[MDBF-297] Provide mirror manager service for RPM Created: 2021-11-11  Updated: 2022-04-07  Resolved: 2022-04-07

Status: Closed
Project: MariaDB Foundation Development
Component/s: None
Affects Version/s: N/A
Fix Version/s: N/A

Type: Task Priority: Major
Reporter: Daniel Black Assignee: Faustin Lammler
Resolution: Fixed Votes: 0
Labels: None
Remaining Estimate: 0d
Time Spent: 7h
Original Estimate: Not Specified

Issue Links:
Relates
relates to MDBF-8 Repository tool: include all the yum ... Closed

 Description   

https://github.com/fedora-infra/mirrormanager2 would solve:

  • temporary and permanent RPM unavailability on mirrors for all.
  • not require the user to change URLs
  • and would provide a sane point in collecting statistics on downloads.


 Comments   
Comment by Faustin Lammler [ 2021-11-11 ]

Hi Daniel!
This looks like a good idea.

Here are some comments/questions:

  • How would we integrate/sync mirrormanager2 with actual repository tool configuration (just only point to mirrormanager2 for fedora/rhel)?
  • I went through the documentation and it is very poor IMO, above all I am missing the "How to not create a SPOF documentation".

Here is what I could determine from rpmfusion:

  • they use RR DNS with one HZ and one OVH machine;
  • they seems to serve also in IPv6 (good);

And some more questions:

  • How do they sync those 2 machines?
  • Is there a mechanism if those 2 machines have downtime?
  • Do you have any pointer on how the infra would look like with say 2 mirrors (EU/US)?
  • What would be required in terms of CPU/RAM (and storage above all)?
  • What maintenance tasks are needed to update/remove/add mirrors?

My guess is that this is not a very heavy service and it should not be too complicated to setup and manage, but before jumping into an implementation, we should define better what the infra would look like IMO.

If you have any contact at rpmfusion, I would be happy to contact their SRE to get some experience feedback.

Ping some more person to join that discussion:

I am also happy to setup a quick POC in the next days so we can understand better how this works, let me know.

Cheers!

Comment by Daniel Black [ 2021-11-12 ]

> How would we integrate/sync mirrormanager2 with actual repository tool configuration (just only point to mirrormanager2 for fedora/rhel)?

Obviously both maintain mirror lists, I don't have good answer on syncing these.
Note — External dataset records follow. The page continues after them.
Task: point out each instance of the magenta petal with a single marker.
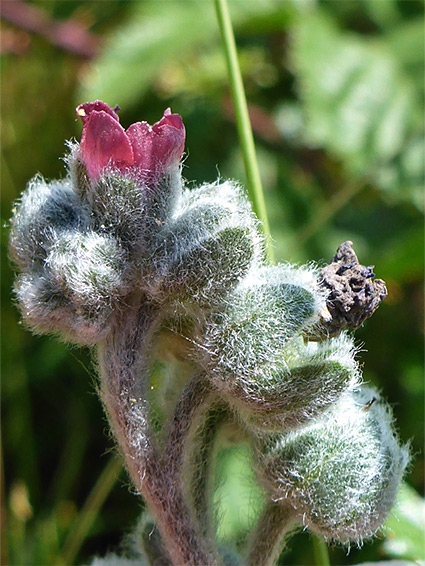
(159, 146)
(84, 110)
(104, 142)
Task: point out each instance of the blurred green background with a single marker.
(336, 94)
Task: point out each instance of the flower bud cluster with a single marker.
(341, 473)
(121, 232)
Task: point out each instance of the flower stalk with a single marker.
(192, 325)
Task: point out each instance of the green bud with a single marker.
(341, 473)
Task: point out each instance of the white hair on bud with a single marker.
(340, 473)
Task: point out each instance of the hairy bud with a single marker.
(256, 355)
(341, 473)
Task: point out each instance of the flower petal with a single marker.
(84, 110)
(160, 146)
(104, 142)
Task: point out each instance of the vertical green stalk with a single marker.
(246, 138)
(255, 188)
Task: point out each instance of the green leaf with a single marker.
(359, 103)
(405, 527)
(152, 38)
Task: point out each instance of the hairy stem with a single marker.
(124, 365)
(190, 445)
(275, 527)
(321, 553)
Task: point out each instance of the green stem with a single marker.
(321, 553)
(253, 178)
(90, 510)
(243, 123)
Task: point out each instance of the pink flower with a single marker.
(150, 150)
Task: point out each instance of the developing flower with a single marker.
(150, 150)
(341, 473)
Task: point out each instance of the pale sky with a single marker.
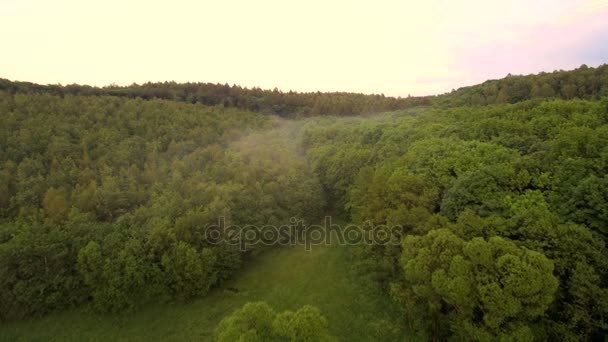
(378, 46)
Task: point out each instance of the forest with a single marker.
(499, 193)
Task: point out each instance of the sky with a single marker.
(392, 47)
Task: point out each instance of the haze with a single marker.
(391, 47)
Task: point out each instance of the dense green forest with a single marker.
(583, 83)
(498, 194)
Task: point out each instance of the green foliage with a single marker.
(257, 321)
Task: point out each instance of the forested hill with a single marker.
(584, 83)
(284, 104)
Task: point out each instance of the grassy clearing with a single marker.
(286, 278)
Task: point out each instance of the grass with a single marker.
(286, 278)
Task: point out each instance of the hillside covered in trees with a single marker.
(583, 83)
(497, 194)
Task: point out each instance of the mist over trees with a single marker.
(499, 192)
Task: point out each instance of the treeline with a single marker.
(503, 210)
(582, 83)
(285, 104)
(107, 201)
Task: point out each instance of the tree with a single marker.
(486, 288)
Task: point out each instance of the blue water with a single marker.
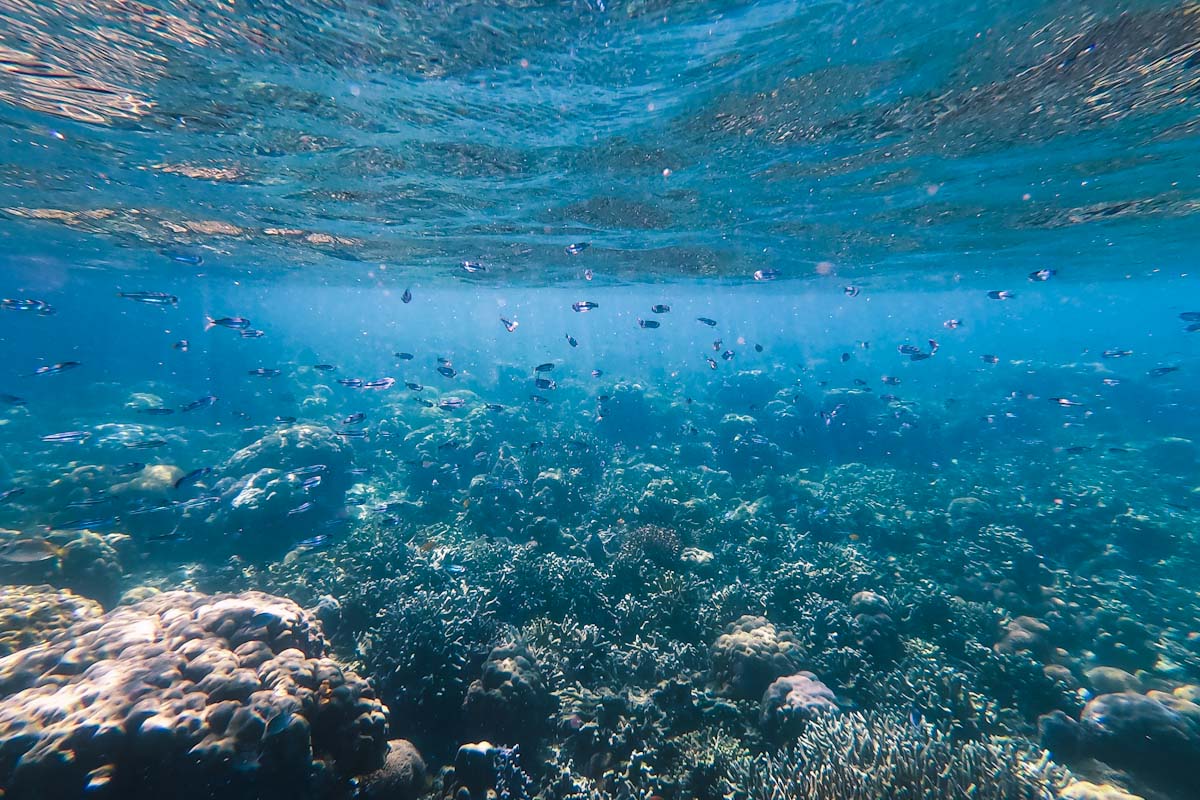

Looks like it has its own crawler - utility/mm2_crawler

On enable release. mirrormanager has some APIs.

repository tool to show repo config, example fedora one below, will just need the Major version in the output.

/etc/yum.repos.d/fedora.repo

[fedora]
name=Fedora $releasever - $basearch
metalink=https://mirrors.fedoraproject.org/metalink?repo=fedora-$releasever&arch=$basearch
enabled=1
countme=1
metadata_expire=7d
repo_gpgcheck=0
type=rpm
gpgcheck=1
gpgkey=file:///etc/pki/rpm-gpg/RPM-GPG-KEY-fedora-$releasever-$basearch
skip_if_unavailable=False
 
[fedora-debuginfo]
name=Fedora $releasever - $basearch - Debug
metalink=https://mirrors.fedoraproject.org/metalink?repo=fedora-debug-$releasever&arch=$basearch
enabled=0
metadata_expire=7d
repo_gpgcheck=0
type=rpm
gpgcheck=1
gpgkey=file:///etc/pki/rpm-gpg/RPM-GPG-KEY-fedora-$releasever-$basearch
skip_if_unavailable=False
 
[fedora-source]
name=Fedora $releasever - Source
metalink=https://mirrors.fedoraproject.org/metalink?repo=fedora-source-$releasever&arch=$basearch
enabled=0
metadata_expire=7d
repo_gpgcheck=0
type=rpm
gpgcheck=1
gpgkey=file:///etc/pki/rpm-gpg/RPM-GPG-KEY-fedora-$releasever-$basearch
skip_if_unavailable=False

> I went through the documentation and it is very poor IMO, above all I am missing the "How to not create a SPOF documentation".

RR DNS, local reverse proxy, database replication between sites (galera or multisource).

> How do they sync those 2 machines?

I assume a common database. This is more an information service that points to mirrors on user install/update time.

> Is there a mechanism if those 2 machines have downtime?

Not that I can immediately see.

> Do you have any pointer on how the infra would look like with say 2 mirrors (EU/US)?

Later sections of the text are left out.